The fast-growing sand mining industry is grappling with a rising number of environmental problems across western Wisconsin.

Many of the cases involve water pollution — where vast piles of sand, sediment and dirt have washed off properties, often after heavy rains, and contaminated waterways. …

“It’s really changing the nature of western Wisconsin,” former Natural Resources Board member John Welter told board members in September at a hearing in Eau Claire. …

The cases the [Department of Natural Resources] has referred to the state Department of Justice include an April 2012 accident in Burnett County, where sediment flowed from a site owned by Interstate Energy Partners of Plymouth, Minn., into a wetland, then into a creek and ultimately into the St. Croix River, a federally protected national scenic waterway. …

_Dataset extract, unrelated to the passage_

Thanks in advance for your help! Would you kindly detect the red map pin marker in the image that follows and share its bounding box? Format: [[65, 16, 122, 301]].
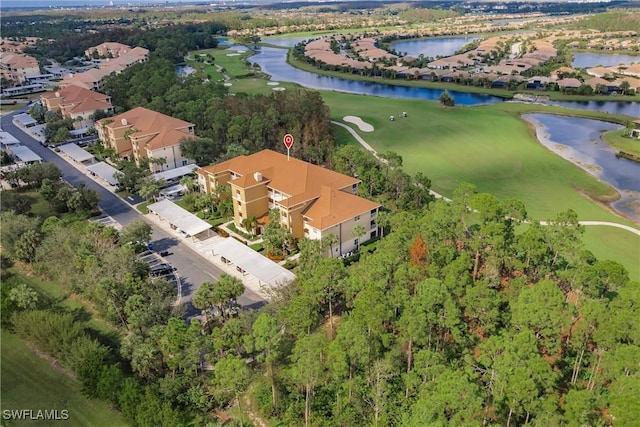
[[282, 133, 293, 150]]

In another case referred to the Justice Department in spring 2012, a dike collapsed in Blair, in Trempealeau County, “resulting in a river of mud flowing in excess of 2,100 feet, causing extensive damage to private property,” a DNR report shows. The owner, Preferred Sands, headquartered in Radnor, Pa., is accused of failing to prepare and implement a storm-water control plan.

In April of that year, Preferred Sands’ processing plant also violated limits for particle and carbon monoxide pollution.

One day, we would love to write a story about how fracking is helping the environment. But between water contamination, earthquakes, air pollution, deforestation, industrial accidents, and sand mining, that just doesn’t seem likely.